Commonwealth Financial Network, one of the biggest independent broker-dealers in the U.S., will offer its advisers financing to bridge a shortfall in cash flow that results from its recent decision to stop charging commissions in retirement accounts.
Commonwealth will provide short-term loans to help advisers cover a potential drop in earnings as it shifts to charging fees to comply with the Labor Department's new fiduciary rule, Rich Hunter, president of the brokerage firm, said Friday during the firm's national conference in Austin, Texas. The brokers may obtain loans amounting to 10% of their trailing 12-month revenue, according to a slide shown during the presentation.
The DOL rule, which takes effect in April, requires advisers to put their clients' best interests first and has firms split on whether continuing commission-based IRAs makes them more vulnerable to litigation. Commonwealth's decision last month to eliminate commissions on individual retirement accounts, or IRAs, followed the same move taken by Bank of America Merrill Lynch in early October.
Merrill's ban on brokerage retirement accounts shook the financial-advice industry and set off a series of announcements by other firms about their compliance strategies.

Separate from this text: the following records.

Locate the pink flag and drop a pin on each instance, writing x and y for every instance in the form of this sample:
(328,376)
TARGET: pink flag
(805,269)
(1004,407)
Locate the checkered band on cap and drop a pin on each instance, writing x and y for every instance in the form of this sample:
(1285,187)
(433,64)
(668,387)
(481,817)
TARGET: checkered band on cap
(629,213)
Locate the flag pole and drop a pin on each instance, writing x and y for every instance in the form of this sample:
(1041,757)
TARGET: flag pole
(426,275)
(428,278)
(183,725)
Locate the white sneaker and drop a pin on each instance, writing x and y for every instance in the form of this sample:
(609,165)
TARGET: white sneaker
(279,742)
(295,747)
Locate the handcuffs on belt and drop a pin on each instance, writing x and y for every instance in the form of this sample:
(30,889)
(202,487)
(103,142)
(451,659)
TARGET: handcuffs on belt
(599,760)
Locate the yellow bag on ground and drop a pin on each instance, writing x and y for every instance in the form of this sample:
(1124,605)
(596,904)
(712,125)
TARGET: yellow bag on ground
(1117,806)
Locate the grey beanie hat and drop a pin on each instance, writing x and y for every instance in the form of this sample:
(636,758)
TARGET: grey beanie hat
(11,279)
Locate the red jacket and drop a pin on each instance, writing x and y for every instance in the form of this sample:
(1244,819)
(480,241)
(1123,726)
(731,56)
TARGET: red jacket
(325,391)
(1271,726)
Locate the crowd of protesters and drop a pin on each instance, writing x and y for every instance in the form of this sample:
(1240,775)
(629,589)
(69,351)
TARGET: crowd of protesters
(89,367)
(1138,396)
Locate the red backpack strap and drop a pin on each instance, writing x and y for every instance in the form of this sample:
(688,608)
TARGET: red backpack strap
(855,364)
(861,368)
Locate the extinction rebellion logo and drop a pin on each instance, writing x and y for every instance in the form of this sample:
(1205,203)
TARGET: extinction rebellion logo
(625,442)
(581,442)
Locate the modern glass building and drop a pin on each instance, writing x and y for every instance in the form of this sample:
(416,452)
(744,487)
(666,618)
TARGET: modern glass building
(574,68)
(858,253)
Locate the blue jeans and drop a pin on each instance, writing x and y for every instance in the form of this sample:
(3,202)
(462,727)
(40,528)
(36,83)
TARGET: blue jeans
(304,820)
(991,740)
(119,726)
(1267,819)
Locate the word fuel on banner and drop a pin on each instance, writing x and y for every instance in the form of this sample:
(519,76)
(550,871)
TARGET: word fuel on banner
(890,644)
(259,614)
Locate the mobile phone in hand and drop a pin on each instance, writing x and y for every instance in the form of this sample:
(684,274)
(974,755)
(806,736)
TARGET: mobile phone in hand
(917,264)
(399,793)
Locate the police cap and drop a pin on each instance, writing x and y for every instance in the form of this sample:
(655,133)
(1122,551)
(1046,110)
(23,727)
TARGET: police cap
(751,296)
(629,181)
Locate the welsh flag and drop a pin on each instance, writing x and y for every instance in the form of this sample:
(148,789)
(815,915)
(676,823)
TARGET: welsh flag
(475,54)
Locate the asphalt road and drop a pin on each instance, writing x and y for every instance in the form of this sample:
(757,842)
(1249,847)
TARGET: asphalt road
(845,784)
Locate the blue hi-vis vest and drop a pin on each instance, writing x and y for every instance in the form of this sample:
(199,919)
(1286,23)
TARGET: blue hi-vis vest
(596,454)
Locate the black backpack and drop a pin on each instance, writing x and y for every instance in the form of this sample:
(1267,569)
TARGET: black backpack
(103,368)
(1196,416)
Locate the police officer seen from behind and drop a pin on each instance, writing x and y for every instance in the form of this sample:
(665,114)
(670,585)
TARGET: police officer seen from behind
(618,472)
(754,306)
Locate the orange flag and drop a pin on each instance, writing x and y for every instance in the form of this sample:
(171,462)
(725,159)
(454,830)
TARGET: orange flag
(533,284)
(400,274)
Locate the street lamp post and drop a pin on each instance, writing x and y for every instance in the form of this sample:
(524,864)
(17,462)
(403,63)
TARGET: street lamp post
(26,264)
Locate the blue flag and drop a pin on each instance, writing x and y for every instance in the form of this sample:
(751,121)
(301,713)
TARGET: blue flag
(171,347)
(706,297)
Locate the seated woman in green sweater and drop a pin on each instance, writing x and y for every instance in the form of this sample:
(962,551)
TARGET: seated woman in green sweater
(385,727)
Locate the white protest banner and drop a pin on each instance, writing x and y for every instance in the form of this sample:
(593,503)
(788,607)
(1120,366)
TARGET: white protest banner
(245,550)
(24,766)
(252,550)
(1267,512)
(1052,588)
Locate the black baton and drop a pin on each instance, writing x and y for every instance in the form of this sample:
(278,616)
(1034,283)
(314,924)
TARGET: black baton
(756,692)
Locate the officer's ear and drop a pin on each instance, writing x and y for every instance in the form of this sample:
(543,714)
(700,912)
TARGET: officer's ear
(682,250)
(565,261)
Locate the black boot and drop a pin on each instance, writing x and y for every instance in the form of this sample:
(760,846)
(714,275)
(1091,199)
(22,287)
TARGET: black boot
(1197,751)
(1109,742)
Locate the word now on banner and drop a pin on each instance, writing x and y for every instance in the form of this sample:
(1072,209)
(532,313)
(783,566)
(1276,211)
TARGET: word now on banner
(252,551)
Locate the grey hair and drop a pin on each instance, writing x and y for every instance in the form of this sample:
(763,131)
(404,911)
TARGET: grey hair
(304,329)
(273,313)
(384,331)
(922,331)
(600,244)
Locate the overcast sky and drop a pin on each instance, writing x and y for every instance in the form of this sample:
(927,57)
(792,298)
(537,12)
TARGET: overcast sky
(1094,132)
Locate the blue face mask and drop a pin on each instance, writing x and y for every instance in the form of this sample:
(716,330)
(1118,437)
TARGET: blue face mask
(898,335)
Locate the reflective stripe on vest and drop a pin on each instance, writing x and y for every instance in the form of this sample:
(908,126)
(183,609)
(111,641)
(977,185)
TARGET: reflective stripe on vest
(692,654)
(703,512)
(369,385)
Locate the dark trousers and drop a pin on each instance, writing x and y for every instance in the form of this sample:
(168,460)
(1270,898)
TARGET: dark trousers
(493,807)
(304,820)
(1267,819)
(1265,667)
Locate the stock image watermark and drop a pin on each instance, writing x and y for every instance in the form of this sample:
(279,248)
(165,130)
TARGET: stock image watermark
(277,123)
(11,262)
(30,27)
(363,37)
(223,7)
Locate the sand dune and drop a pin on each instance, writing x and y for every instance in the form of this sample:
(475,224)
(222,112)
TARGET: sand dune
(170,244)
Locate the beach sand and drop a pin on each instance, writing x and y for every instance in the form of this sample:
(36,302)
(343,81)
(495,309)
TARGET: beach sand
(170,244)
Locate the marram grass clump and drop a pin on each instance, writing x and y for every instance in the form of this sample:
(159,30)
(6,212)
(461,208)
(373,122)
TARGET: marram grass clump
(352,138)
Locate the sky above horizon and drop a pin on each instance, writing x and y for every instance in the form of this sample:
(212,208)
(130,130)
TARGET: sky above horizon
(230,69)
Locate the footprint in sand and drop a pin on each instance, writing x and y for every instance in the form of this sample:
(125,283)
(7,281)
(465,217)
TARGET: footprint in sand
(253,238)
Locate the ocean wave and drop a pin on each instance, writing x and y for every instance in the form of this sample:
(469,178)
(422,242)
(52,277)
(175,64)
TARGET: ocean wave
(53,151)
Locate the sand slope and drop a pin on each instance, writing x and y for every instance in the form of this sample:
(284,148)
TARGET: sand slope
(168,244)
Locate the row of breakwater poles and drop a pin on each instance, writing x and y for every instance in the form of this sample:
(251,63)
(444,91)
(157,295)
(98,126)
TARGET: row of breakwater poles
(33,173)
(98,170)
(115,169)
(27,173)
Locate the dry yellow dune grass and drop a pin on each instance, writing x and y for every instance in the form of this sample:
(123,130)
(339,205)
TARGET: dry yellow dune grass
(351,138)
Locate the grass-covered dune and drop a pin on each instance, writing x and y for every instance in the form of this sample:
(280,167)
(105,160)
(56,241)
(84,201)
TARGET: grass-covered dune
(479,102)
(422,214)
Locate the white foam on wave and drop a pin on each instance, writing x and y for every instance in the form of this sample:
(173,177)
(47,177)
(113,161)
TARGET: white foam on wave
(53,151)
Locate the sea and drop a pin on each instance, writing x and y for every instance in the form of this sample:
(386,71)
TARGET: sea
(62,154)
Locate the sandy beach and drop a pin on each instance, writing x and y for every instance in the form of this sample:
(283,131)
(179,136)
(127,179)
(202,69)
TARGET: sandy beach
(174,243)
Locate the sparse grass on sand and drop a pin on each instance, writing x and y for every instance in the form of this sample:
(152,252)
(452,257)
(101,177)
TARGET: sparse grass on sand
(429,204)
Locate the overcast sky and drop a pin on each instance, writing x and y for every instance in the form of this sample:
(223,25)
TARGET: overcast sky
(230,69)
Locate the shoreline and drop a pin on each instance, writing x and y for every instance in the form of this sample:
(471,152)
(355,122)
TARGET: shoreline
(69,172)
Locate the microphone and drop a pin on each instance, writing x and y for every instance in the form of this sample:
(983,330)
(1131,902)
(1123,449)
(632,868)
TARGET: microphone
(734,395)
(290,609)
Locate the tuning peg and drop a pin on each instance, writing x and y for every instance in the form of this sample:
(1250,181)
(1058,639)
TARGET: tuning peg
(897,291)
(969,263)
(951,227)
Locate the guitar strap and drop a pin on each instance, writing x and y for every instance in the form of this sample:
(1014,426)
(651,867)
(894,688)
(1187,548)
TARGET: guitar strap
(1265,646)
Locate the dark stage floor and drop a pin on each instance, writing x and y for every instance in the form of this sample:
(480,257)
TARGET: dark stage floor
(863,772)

Morgan Stanley and Raymond James Financial Inc., for example, have said they'll continue providing commission-based IRAs.
The division in how to handle the regulation could have a rippling effect in 2017 that pushes some advisers or clients to switch firms as the rule begins to take effect.
While some may want to change employers to keep collecting commissions for each transaction made by their clients, others may feel more comfortable with those that take a more drastic approach in banning them from retirement accounts.
Brokerage firms that allow advisers to keep charging commissions will have to disclose them under the best-interest contract exemption, a document that investors may later point to in litigation while claiming their brokers profited at their expense.
Firms must be fully compliant with the DOL fiduciary rule by January 2018.